GP51A-3705:
Jerks in Stochastic Synthetic Magnetic Fields
Abstract:
The geomagnetic field is generated by the constant motion of the fluid outer core and varies on timescales from months to millions of years. Geomagnetic jerks are rapid changes in the secular variation of Earth's magnetic field, attributed primarily to changing flows near the surface of the outer core. Various generation mechanisms have been suggested for these rapid changes but none have conclusively explained the phenomena. Jerks can be seen in magnetic observatory records over the last 170~years and in satellite data of the last 15~years. This data coverage, spatially limited and/or temporally restricted, makes it difficult to interpret the true character of jerks at the surface or their origins in the core. This leads us to investigate what further insight we can gain from synthetic magnetic fields such as those which are described by modelling stochastic processes.
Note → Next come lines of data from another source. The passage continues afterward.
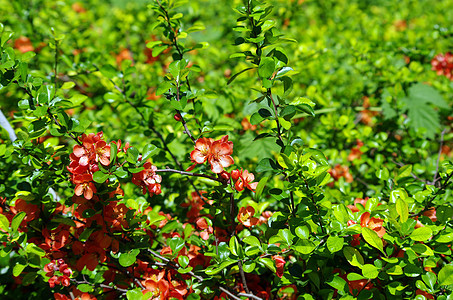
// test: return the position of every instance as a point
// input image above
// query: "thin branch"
(201, 279)
(241, 272)
(314, 203)
(438, 154)
(189, 174)
(183, 121)
(269, 93)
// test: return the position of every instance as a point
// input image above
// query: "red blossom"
(217, 153)
(202, 150)
(243, 179)
(246, 216)
(147, 179)
(443, 65)
(279, 264)
(373, 223)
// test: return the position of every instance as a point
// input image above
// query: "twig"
(241, 272)
(190, 174)
(314, 203)
(412, 174)
(269, 93)
(438, 155)
(201, 279)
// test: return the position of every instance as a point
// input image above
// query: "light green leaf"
(446, 275)
(335, 243)
(353, 256)
(370, 271)
(421, 234)
(402, 209)
(266, 67)
(372, 238)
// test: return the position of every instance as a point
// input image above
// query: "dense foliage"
(226, 149)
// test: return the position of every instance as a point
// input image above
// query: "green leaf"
(249, 266)
(17, 270)
(15, 223)
(252, 240)
(85, 288)
(383, 173)
(237, 74)
(420, 113)
(113, 152)
(129, 258)
(318, 156)
(269, 263)
(260, 187)
(353, 256)
(266, 67)
(183, 261)
(422, 249)
(163, 88)
(32, 248)
(132, 155)
(302, 232)
(430, 279)
(149, 151)
(335, 243)
(100, 177)
(446, 275)
(109, 71)
(372, 238)
(370, 271)
(404, 171)
(212, 270)
(304, 246)
(338, 283)
(176, 244)
(135, 294)
(421, 234)
(6, 35)
(67, 85)
(402, 209)
(235, 247)
(4, 222)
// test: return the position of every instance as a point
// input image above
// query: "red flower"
(279, 264)
(84, 186)
(148, 179)
(243, 179)
(102, 151)
(246, 216)
(221, 155)
(202, 150)
(23, 44)
(217, 153)
(373, 223)
(443, 65)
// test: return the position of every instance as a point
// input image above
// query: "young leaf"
(372, 238)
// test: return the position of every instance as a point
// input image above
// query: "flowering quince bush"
(146, 155)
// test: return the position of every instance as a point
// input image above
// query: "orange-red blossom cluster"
(218, 155)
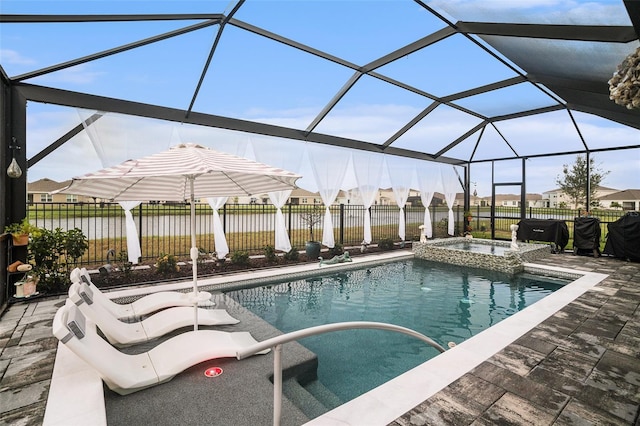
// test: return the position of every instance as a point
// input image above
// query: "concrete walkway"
(580, 366)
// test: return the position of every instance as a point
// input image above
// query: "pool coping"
(382, 405)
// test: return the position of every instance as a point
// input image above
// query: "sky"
(257, 79)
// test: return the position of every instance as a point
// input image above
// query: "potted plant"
(20, 231)
(311, 218)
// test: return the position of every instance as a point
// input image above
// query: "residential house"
(39, 191)
(502, 200)
(628, 199)
(557, 198)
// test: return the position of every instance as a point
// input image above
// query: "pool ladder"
(276, 343)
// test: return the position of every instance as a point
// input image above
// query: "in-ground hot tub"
(478, 253)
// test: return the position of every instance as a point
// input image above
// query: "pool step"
(312, 399)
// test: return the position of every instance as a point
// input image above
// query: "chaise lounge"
(120, 333)
(126, 374)
(148, 304)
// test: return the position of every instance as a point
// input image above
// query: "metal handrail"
(276, 344)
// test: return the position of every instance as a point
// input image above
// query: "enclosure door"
(507, 207)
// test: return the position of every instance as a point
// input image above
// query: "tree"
(573, 181)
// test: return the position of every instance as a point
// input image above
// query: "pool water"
(444, 302)
(479, 248)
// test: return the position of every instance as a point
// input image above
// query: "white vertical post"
(277, 384)
(194, 254)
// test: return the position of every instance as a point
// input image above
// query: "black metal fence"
(165, 228)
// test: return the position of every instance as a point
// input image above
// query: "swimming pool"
(445, 302)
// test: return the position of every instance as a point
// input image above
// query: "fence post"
(224, 218)
(140, 228)
(341, 224)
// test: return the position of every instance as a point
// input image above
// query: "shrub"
(52, 253)
(336, 250)
(292, 254)
(167, 264)
(385, 244)
(270, 254)
(241, 258)
(123, 263)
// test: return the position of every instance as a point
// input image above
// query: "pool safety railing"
(276, 343)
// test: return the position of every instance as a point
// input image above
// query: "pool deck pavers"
(579, 366)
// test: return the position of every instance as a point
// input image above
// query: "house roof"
(46, 185)
(627, 194)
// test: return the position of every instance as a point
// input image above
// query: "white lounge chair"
(120, 333)
(148, 304)
(124, 373)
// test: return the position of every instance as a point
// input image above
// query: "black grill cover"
(551, 230)
(586, 233)
(623, 238)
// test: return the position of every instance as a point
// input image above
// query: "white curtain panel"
(329, 166)
(451, 186)
(286, 155)
(429, 182)
(367, 167)
(133, 245)
(401, 173)
(219, 239)
(282, 242)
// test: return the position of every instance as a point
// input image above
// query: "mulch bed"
(205, 269)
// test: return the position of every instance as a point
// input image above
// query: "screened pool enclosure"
(433, 96)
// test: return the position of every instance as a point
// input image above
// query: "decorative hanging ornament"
(14, 171)
(624, 86)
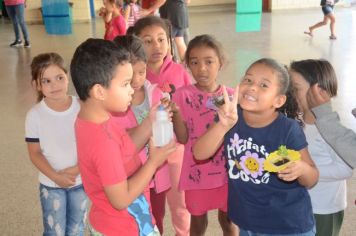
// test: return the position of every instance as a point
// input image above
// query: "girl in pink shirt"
(114, 21)
(169, 76)
(194, 108)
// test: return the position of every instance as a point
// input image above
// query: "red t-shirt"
(106, 156)
(116, 27)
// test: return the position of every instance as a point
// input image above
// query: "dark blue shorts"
(327, 9)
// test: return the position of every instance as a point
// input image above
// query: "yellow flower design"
(279, 159)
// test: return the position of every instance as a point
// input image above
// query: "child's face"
(139, 75)
(259, 90)
(155, 42)
(301, 87)
(204, 64)
(54, 83)
(108, 6)
(118, 96)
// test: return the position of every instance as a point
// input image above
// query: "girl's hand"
(65, 180)
(228, 112)
(293, 171)
(158, 155)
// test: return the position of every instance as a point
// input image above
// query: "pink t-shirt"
(107, 156)
(198, 116)
(134, 14)
(13, 2)
(171, 76)
(116, 27)
(161, 181)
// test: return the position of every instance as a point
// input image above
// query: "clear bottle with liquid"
(162, 128)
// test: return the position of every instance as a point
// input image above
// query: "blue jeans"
(17, 16)
(249, 233)
(63, 210)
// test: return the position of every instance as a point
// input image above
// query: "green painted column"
(248, 15)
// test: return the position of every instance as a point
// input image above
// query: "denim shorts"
(327, 9)
(249, 233)
(63, 210)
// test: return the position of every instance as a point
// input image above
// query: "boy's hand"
(170, 106)
(228, 112)
(293, 171)
(158, 155)
(317, 96)
(65, 180)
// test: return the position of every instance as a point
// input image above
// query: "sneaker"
(16, 43)
(27, 44)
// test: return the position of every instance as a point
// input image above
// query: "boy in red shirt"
(113, 176)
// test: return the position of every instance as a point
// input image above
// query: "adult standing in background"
(177, 13)
(16, 11)
(327, 6)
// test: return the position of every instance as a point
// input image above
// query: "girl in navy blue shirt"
(262, 202)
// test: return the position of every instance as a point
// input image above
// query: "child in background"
(138, 119)
(328, 196)
(340, 138)
(204, 183)
(327, 6)
(52, 149)
(169, 76)
(131, 12)
(113, 176)
(259, 201)
(114, 22)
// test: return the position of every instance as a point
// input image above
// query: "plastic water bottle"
(162, 128)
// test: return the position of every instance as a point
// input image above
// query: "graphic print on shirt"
(245, 160)
(196, 102)
(140, 210)
(195, 174)
(168, 88)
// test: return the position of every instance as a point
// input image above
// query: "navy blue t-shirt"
(258, 200)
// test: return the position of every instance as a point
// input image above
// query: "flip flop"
(308, 33)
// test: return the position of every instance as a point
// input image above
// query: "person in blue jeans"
(16, 11)
(327, 6)
(52, 148)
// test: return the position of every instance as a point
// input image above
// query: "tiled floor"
(281, 37)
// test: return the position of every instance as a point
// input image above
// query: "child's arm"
(336, 170)
(63, 180)
(73, 170)
(153, 8)
(340, 138)
(105, 14)
(141, 133)
(121, 195)
(209, 143)
(304, 170)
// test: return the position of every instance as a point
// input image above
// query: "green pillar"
(248, 15)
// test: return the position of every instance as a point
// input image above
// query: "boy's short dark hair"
(95, 62)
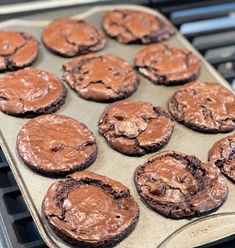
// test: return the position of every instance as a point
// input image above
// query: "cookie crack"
(77, 47)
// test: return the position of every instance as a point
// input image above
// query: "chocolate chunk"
(30, 92)
(101, 78)
(56, 145)
(131, 26)
(222, 154)
(89, 210)
(204, 107)
(70, 37)
(182, 186)
(17, 50)
(168, 65)
(135, 127)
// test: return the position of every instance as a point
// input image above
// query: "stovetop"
(208, 24)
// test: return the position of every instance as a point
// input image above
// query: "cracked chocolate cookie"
(70, 37)
(168, 65)
(222, 154)
(56, 145)
(131, 26)
(89, 210)
(204, 107)
(178, 185)
(101, 78)
(17, 50)
(30, 92)
(135, 127)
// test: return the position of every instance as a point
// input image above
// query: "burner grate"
(200, 22)
(17, 228)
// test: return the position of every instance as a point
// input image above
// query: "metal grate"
(210, 26)
(17, 229)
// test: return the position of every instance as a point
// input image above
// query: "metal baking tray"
(152, 230)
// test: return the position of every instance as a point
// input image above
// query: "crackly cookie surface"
(56, 145)
(135, 127)
(205, 107)
(30, 92)
(131, 26)
(90, 210)
(101, 78)
(17, 50)
(222, 153)
(71, 37)
(168, 65)
(179, 185)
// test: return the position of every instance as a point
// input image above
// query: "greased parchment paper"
(152, 228)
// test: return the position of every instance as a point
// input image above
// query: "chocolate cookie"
(56, 145)
(205, 107)
(131, 26)
(30, 92)
(89, 210)
(17, 50)
(135, 127)
(168, 65)
(101, 78)
(222, 154)
(179, 185)
(70, 37)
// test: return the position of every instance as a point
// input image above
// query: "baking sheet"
(152, 229)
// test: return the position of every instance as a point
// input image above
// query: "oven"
(208, 24)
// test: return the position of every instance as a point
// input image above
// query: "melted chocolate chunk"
(101, 78)
(90, 210)
(56, 145)
(30, 92)
(70, 37)
(17, 50)
(222, 154)
(179, 185)
(130, 26)
(135, 127)
(168, 65)
(205, 107)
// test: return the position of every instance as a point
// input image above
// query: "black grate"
(209, 25)
(17, 228)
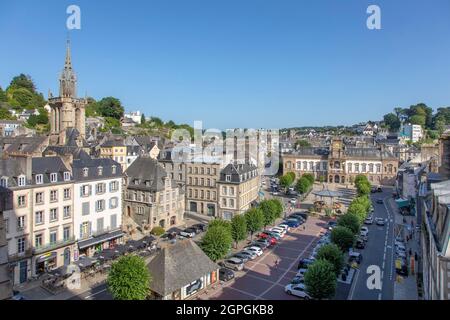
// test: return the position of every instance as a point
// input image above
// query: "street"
(379, 252)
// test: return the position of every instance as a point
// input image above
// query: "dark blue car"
(293, 223)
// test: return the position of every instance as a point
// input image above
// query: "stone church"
(67, 111)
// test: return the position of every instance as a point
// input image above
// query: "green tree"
(303, 185)
(238, 228)
(6, 115)
(302, 143)
(129, 279)
(286, 181)
(217, 241)
(3, 97)
(269, 210)
(332, 253)
(309, 177)
(23, 81)
(110, 107)
(351, 221)
(343, 237)
(255, 220)
(320, 280)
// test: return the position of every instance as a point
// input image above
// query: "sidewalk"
(405, 287)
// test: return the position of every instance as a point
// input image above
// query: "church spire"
(68, 79)
(68, 63)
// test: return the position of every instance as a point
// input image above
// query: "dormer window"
(53, 177)
(4, 182)
(21, 181)
(39, 179)
(66, 176)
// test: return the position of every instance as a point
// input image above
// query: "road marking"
(94, 294)
(290, 266)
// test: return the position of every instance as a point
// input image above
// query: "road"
(97, 293)
(379, 252)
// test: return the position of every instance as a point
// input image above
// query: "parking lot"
(261, 278)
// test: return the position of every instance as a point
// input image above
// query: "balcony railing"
(53, 246)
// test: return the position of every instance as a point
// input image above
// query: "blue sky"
(238, 63)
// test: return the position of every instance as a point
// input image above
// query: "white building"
(97, 204)
(134, 115)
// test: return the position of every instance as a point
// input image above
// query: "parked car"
(301, 272)
(200, 227)
(297, 290)
(271, 234)
(304, 215)
(360, 243)
(369, 220)
(188, 233)
(256, 250)
(304, 263)
(364, 231)
(242, 256)
(284, 226)
(264, 242)
(278, 230)
(380, 221)
(233, 264)
(293, 223)
(250, 254)
(298, 280)
(331, 225)
(355, 256)
(225, 274)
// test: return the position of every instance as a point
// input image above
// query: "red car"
(272, 240)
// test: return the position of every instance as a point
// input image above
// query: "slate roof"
(248, 171)
(93, 165)
(368, 153)
(12, 168)
(146, 174)
(178, 265)
(76, 152)
(23, 145)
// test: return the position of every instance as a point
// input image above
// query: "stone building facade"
(340, 164)
(67, 111)
(238, 189)
(152, 198)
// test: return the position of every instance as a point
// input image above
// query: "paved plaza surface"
(261, 279)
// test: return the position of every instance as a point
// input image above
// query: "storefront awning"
(46, 257)
(100, 239)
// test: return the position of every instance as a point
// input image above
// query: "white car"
(252, 255)
(301, 272)
(284, 226)
(297, 290)
(364, 232)
(278, 230)
(254, 249)
(369, 220)
(379, 221)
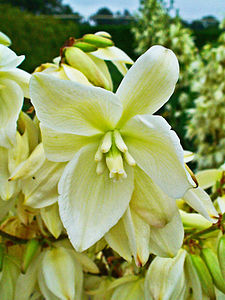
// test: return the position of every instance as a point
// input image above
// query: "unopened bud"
(86, 47)
(97, 40)
(2, 250)
(30, 251)
(221, 254)
(79, 60)
(104, 34)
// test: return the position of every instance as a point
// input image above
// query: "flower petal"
(4, 39)
(104, 69)
(8, 58)
(200, 201)
(118, 244)
(207, 178)
(40, 189)
(21, 77)
(167, 241)
(112, 54)
(71, 107)
(150, 202)
(158, 153)
(11, 101)
(91, 204)
(60, 146)
(149, 83)
(50, 216)
(75, 75)
(138, 232)
(59, 273)
(164, 275)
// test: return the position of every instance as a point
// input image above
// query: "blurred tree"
(103, 16)
(207, 119)
(47, 7)
(154, 25)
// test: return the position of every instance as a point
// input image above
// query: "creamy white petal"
(60, 146)
(8, 58)
(163, 276)
(31, 165)
(11, 101)
(166, 241)
(40, 189)
(150, 202)
(157, 151)
(71, 107)
(4, 39)
(117, 239)
(75, 75)
(59, 273)
(149, 83)
(113, 54)
(122, 68)
(133, 290)
(50, 216)
(138, 232)
(104, 69)
(91, 204)
(200, 201)
(21, 77)
(207, 178)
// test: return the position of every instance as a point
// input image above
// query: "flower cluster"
(96, 196)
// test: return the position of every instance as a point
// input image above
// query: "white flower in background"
(13, 87)
(113, 142)
(4, 39)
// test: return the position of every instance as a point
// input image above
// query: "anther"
(129, 159)
(119, 141)
(107, 142)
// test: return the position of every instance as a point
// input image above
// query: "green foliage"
(38, 37)
(207, 122)
(155, 26)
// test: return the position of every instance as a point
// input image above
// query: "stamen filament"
(107, 142)
(129, 159)
(119, 141)
(100, 167)
(98, 154)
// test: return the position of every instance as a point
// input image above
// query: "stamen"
(100, 167)
(114, 162)
(119, 141)
(107, 142)
(129, 159)
(98, 154)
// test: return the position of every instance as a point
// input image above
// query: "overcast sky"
(189, 9)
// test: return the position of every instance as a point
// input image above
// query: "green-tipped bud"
(221, 255)
(98, 41)
(104, 34)
(82, 62)
(212, 263)
(2, 250)
(204, 276)
(30, 251)
(85, 46)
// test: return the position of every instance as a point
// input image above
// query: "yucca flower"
(114, 145)
(13, 87)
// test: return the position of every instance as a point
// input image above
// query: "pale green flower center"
(112, 152)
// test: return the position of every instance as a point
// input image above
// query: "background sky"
(189, 9)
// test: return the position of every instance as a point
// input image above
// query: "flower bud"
(82, 62)
(212, 263)
(97, 40)
(221, 254)
(204, 275)
(30, 251)
(86, 47)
Such fields are not restricted by the temporal smoothing of most magnetic field models and can better represent rapid variations such as jerks.We compare the characteristics of the synthetic fields with those of observatory and satellite data and hence, finding great similarity, study the presence of jerks in stochastic synthetic fields. Synthetic jerks are seen which resemble observed jerks, occurring frequently with regional periodic variations in amplitudes. These synthetic jerks occur without related features in the large scale secular acceleration power at the CMB. The flexible spatial and temporal sampling of the models creates a means of validating the robustness of observed features in the real field, which suffer from limited sampling. Initial results suggest that the distribution of magnetic observatories is sufficient to accurately recover the large scale features of jerks. As such comparisons between jerks seen in observatory and satellite data may be drawn. We further investigate the spectral properties of jerks in the synthetic fields using spherical harmonic analysis with a view to assessing possible dynamic patterns responsible for jerk features. Such insights could help to interpret the core flows inferred from high-resolution SWARM data to understand the generation process behind jerks.